С тех пор как Виктор Петрович ответил на его вопрос, Александр больше не заговаривал с ним о Селинском; он понимал, что объяснение было простым: либо старик так странно пошутил, либо он сам толком не расслышал стариковского ответа за шорохом дождя и свистом ветра — да, конечно, он все это понимал, но почему-то не спешил внести ясность в положение дел, будто не желая расставаться с принадлежавшей ему одному тайной. Колеблясь, он повертел записку в руках; потом разозлился на себя самого и уверенной походкой зашагал по улице.
Город изнемогал, обесцвеченный солнцем; в белом, беспощадном сиянии жилой дом, перед которым он остановился, выглядел унылым, старым, запущенным; в таком доме — с упавшим сердцем подумал Александр — не было места ничему неординарному. Он толкнул дверь, вошел в сумрачный подъезд и после яркого света почти ослеп.

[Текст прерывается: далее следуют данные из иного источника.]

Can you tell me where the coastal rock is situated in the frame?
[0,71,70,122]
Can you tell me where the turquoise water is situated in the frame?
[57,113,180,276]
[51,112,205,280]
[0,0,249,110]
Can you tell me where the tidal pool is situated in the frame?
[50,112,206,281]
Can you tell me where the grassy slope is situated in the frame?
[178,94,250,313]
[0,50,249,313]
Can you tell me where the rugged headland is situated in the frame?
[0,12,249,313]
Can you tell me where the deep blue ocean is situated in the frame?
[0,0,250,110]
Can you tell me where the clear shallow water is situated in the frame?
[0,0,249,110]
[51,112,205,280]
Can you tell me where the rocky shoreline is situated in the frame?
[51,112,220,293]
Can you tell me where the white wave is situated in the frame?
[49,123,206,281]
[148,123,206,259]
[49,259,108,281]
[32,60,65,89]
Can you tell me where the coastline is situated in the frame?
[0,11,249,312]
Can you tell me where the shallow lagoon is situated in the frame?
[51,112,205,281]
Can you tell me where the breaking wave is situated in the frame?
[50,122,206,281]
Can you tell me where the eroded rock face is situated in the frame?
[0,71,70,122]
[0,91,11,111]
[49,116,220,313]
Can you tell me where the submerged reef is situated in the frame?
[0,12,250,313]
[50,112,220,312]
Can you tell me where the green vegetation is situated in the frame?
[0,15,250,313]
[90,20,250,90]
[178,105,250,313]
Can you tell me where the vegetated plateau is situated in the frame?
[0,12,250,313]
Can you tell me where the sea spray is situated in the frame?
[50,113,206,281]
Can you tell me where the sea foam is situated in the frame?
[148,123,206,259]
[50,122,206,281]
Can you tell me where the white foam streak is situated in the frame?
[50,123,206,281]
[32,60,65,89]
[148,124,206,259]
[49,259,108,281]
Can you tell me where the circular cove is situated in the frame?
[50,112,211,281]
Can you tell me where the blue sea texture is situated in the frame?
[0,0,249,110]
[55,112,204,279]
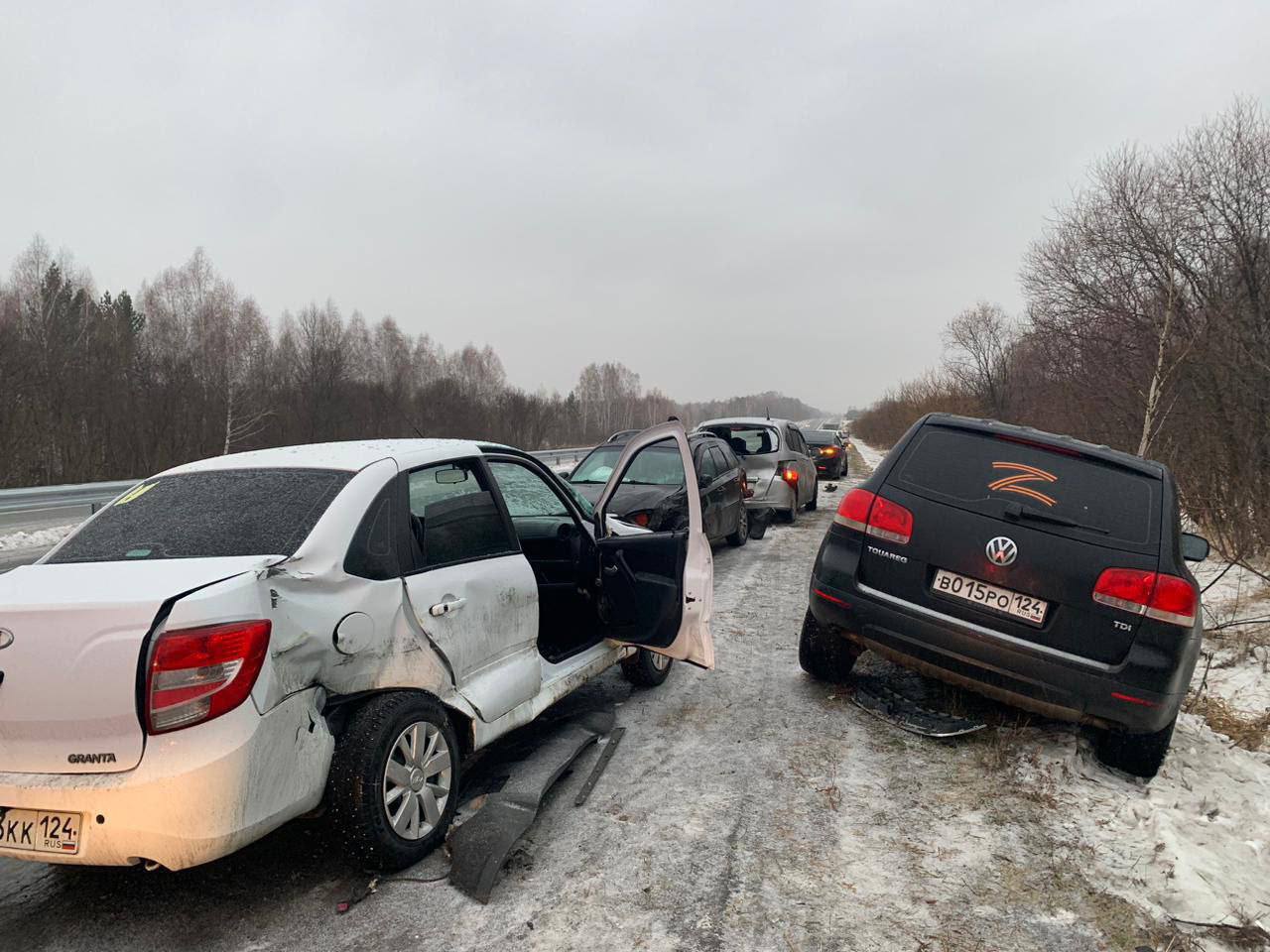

Допотопный лифт оскалил перед ним свою черную беззубую пасть; Александр отпрянул, ощупью нашел лестницу, стал подниматься, и через пролет-другой из темноты медленно выплыли перила; тогда он припустил через две ступеньки, чтобы поскорее оставить позади стойкий, удушливый запах кошачьей мочи. За его звонком в квартиру последовало долгое затишье. Александр повторно сверился с запиской, бросил ее в сумку, выждал еще с минуту. Он уже собрался уходить, испытывая нечто среднее между расстройством и облегчением, когда до его слуха донеслось шарканье тапок, сопровождаемое постукиванием палочки. Дверь зевнула.
— Какой приятный сюрприз, — заговорил из сумрака Виктор Петрович. — Пожалуйте, пожалуйте.
Вытирая вспотевшую шею, Александр двинулся на стук палочки, миновал комнату с суровой чередой книжных шкафов вдоль одной стены и попал в комнатенку, тесную, как чулан — возможно, это и был чулан.
— Садитесь, — пригласил старик, похлопывая рукой по кровати. — Не обессудьте, в парк нынче не прихожу — ноги, знаете ли. Максимум, что могу себе позволить, — это отстоять в очереди, но там, как ни смешно, поговорить толком невозможно… Устраивайтесь, я сейчас.
Комната его тоже разочаровала: в ней только и было, что стул, пятно света на голом полу, узкая койка, застеленная казарменным клетчатым одеялом, и стандартная карта мира на стене, точно такая же, как у них в школе. Александр почувствовал внезапную уверенность, что Селинский никогда не почтил бы своим вниманием обитателя такой конуры. В унынии он приблизился к окну, на котором даже не было занавесок, уперся глазами в заднюю стену пятиэтажки, выходившей в тот же двор, и стал смотреть, как в других окнах вянет герань, дремлют кошки, прыгают солнечные зайчики, сушится разноцветное белье. Только он собрался отойти, как на подоконнике верхнего этажа узрел, сквозь самое закопченное окно, причудливую шляпу, высокую и черную: он вспомнил, что видел ей подобные в учебнике истории, на старой фотографии, изображавшей толпу на широкой лестнице какого-то здания с колоннами и с белыми лошадьми на фронтоне; подпись под фотографией гласила: «Праздные балетоманы: упадочнические нравы имущих классов». Отчего-то вид этой несуразной шляпы его обнадежил. Он все еще стоял, щурясь, вглядываясь в мутную раму, когда у него за спиной застучала палка, засеменили войлочные подошвы, а потом вдруг лязгнул металл и звякнуло стекло.